Backstage, professionals speak positively about outcomes for individuals with DS, which is not considered a condition that is “incompatible with life” (p. 110). They worry about the eugenic implications of termination and even of screening itself. Frontstage, professionals breeze past discussions about the condition, its wide variability, or the quality of life for individuals with DS and their parents, perhaps assuming that their patients are already familiar with DS, or again not wanting to sway any decisions that their patients make. To what extent, however, does the absence and invisibility of DS in the consultation room—other than through the language of risk and abnormality—act as a kind of nondirective directive, particularly within a cultural context where mothers-to-be are guided toward taking all measures to have a perfect, healthy, and perfectly healthy child?

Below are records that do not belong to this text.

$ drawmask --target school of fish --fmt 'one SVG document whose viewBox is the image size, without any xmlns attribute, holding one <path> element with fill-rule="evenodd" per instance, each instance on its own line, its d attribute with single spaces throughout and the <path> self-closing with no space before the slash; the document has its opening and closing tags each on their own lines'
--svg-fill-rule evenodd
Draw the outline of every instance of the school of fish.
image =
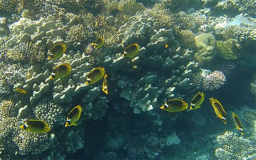
<svg viewBox="0 0 256 160">
<path fill-rule="evenodd" d="M 95 25 L 99 25 L 101 20 L 99 20 Z M 87 44 L 85 49 L 85 52 L 87 54 L 89 54 L 93 49 L 99 48 L 102 47 L 104 44 L 104 41 L 102 37 L 99 37 L 93 42 Z M 164 48 L 167 48 L 168 47 L 169 47 L 169 45 L 166 44 Z M 54 45 L 49 50 L 49 56 L 48 59 L 51 60 L 61 57 L 66 52 L 66 45 L 64 44 L 61 43 Z M 126 57 L 133 58 L 139 51 L 139 48 L 138 44 L 133 44 L 129 45 L 124 49 L 122 56 Z M 71 66 L 69 64 L 63 63 L 59 64 L 52 69 L 49 78 L 55 80 L 62 78 L 68 76 L 71 72 L 72 69 Z M 104 68 L 99 67 L 94 68 L 87 74 L 86 84 L 95 84 L 103 77 L 102 85 L 101 85 L 101 87 L 102 88 L 102 91 L 108 94 L 108 89 L 106 79 L 107 76 L 107 75 L 105 74 L 105 69 Z M 14 90 L 21 94 L 27 93 L 26 91 L 22 88 L 16 88 Z M 201 105 L 204 100 L 204 95 L 203 93 L 199 92 L 191 100 L 189 109 L 193 110 L 200 108 L 201 107 Z M 227 115 L 220 103 L 217 100 L 213 98 L 210 98 L 209 101 L 213 108 L 216 117 L 219 117 L 224 124 L 227 124 Z M 173 112 L 186 110 L 188 107 L 188 104 L 182 100 L 171 99 L 168 100 L 160 108 L 164 110 Z M 74 107 L 67 116 L 65 127 L 72 125 L 77 126 L 78 124 L 76 122 L 80 117 L 81 111 L 82 108 L 80 105 L 77 105 Z M 234 112 L 232 113 L 232 116 L 236 128 L 242 135 L 244 135 L 244 129 L 239 118 Z M 27 120 L 20 127 L 22 129 L 32 133 L 45 133 L 51 130 L 47 123 L 38 120 Z"/>
</svg>

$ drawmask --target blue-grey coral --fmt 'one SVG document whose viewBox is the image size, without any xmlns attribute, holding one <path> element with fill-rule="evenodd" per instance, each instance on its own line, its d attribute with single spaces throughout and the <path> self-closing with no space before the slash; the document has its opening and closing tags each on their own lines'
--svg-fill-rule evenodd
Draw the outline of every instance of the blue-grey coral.
<svg viewBox="0 0 256 160">
<path fill-rule="evenodd" d="M 226 81 L 226 76 L 222 72 L 215 71 L 203 77 L 203 88 L 205 90 L 213 91 L 219 88 Z"/>
<path fill-rule="evenodd" d="M 222 148 L 215 151 L 215 155 L 219 160 L 246 159 L 256 153 L 256 148 L 253 144 L 255 143 L 253 142 L 255 139 L 240 137 L 236 133 L 230 132 L 226 132 L 216 138 L 217 141 L 222 144 Z"/>
</svg>

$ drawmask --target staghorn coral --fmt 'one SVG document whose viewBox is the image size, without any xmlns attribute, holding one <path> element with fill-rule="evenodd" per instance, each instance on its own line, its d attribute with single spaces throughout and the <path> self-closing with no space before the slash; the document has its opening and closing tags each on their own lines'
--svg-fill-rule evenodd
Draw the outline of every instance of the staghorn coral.
<svg viewBox="0 0 256 160">
<path fill-rule="evenodd" d="M 226 131 L 223 135 L 217 136 L 217 141 L 222 148 L 215 150 L 215 155 L 219 160 L 244 159 L 256 153 L 256 148 L 252 141 L 253 139 L 239 137 L 236 133 Z"/>
<path fill-rule="evenodd" d="M 16 115 L 14 103 L 10 100 L 3 100 L 1 102 L 0 111 L 0 117 L 2 119 Z"/>
<path fill-rule="evenodd" d="M 100 66 L 104 55 L 103 50 L 101 48 L 93 50 L 90 53 L 89 63 L 92 64 L 92 66 L 94 67 Z"/>
<path fill-rule="evenodd" d="M 203 88 L 206 91 L 213 91 L 219 88 L 226 80 L 226 76 L 222 72 L 215 71 L 203 77 Z"/>
<path fill-rule="evenodd" d="M 37 154 L 47 150 L 50 146 L 49 136 L 46 134 L 30 133 L 20 130 L 12 140 L 17 147 L 17 154 L 26 155 L 28 153 Z"/>
<path fill-rule="evenodd" d="M 241 113 L 242 118 L 245 122 L 252 123 L 256 120 L 256 111 L 254 110 L 244 110 Z"/>
<path fill-rule="evenodd" d="M 33 112 L 37 119 L 45 121 L 53 128 L 53 126 L 63 124 L 66 118 L 65 111 L 64 106 L 51 100 L 44 99 L 36 106 Z"/>
<path fill-rule="evenodd" d="M 235 39 L 239 43 L 253 42 L 256 40 L 255 27 L 245 24 L 229 26 L 222 31 L 221 34 L 226 40 Z"/>
<path fill-rule="evenodd" d="M 3 118 L 0 123 L 0 158 L 3 160 L 14 160 L 17 153 L 17 146 L 13 138 L 20 131 L 20 119 L 14 117 Z"/>
<path fill-rule="evenodd" d="M 242 13 L 246 11 L 246 12 L 255 16 L 256 15 L 256 2 L 254 0 L 222 0 L 218 2 L 218 4 L 214 7 L 214 8 L 231 10 Z"/>
<path fill-rule="evenodd" d="M 195 87 L 201 87 L 203 84 L 203 76 L 201 76 L 200 73 L 193 74 L 193 78 L 192 79 L 193 85 Z"/>
<path fill-rule="evenodd" d="M 0 0 L 0 10 L 13 11 L 17 7 L 17 0 Z"/>
<path fill-rule="evenodd" d="M 28 64 L 0 63 L 0 94 L 8 94 L 17 83 L 25 84 Z"/>
<path fill-rule="evenodd" d="M 236 64 L 232 61 L 221 61 L 217 63 L 214 68 L 216 70 L 222 72 L 226 76 L 228 76 L 230 72 L 234 71 L 236 67 Z"/>
<path fill-rule="evenodd" d="M 238 57 L 237 48 L 232 39 L 225 42 L 217 40 L 216 48 L 217 54 L 225 60 L 236 60 Z"/>
<path fill-rule="evenodd" d="M 70 40 L 73 46 L 83 45 L 85 42 L 88 42 L 92 38 L 89 28 L 82 24 L 74 24 L 70 27 L 67 32 L 66 39 Z"/>
<path fill-rule="evenodd" d="M 194 33 L 189 29 L 182 30 L 179 32 L 183 45 L 186 48 L 193 49 L 195 48 L 195 40 Z"/>
<path fill-rule="evenodd" d="M 30 63 L 32 65 L 43 62 L 46 60 L 44 48 L 32 42 L 19 43 L 12 48 L 4 53 L 7 61 Z"/>
<path fill-rule="evenodd" d="M 170 15 L 171 12 L 169 9 L 165 8 L 163 4 L 156 3 L 152 9 L 149 10 L 149 14 L 155 21 L 159 22 L 162 27 L 167 28 L 171 27 L 173 20 Z"/>
<path fill-rule="evenodd" d="M 122 0 L 118 1 L 113 0 L 109 2 L 106 6 L 107 12 L 114 14 L 114 10 L 118 10 L 121 13 L 134 15 L 138 11 L 144 11 L 145 8 L 143 4 L 141 3 L 136 3 L 134 0 Z"/>
</svg>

Down’s Syndrome Screening and Reproductive Politics contributes to conversations about selective reproduction and disability, and it would be useful to scholars and students of medical anthropology, medical sociology, science and technology studies, and disability studies. While site-specific, some of Thomas’s findings appear generalizable across the United Kingdom, shaped by the country’s organization of health care, funding, laws regarding abortion, modest public support for people with disabilities, and high rates of prenatal screening and post-diagnosis termination. The book is thus nicely set up to serve as a point of comparison with countries where those variables differ. Has DS screening become downgraded and routinized wherever and whenever the tests and scans are available? How does DS screening compare with other screenings and diagnostic tests, obstetric or otherwise? In his conclusion, Thomas raises the specter of other screenings that are coming down the diagnostic pipeline. Will they follow the same path as DS screening, steadily become integrated as routine care, or will clinicians and policymakers use this as an opportunity to engage in debate about screenings’ implications regarding informed choice, disability, and quality of life?
Reference Cited
Goffman, E. 1959. The Presentation of Self in Everyday Life. London: Allen Lane.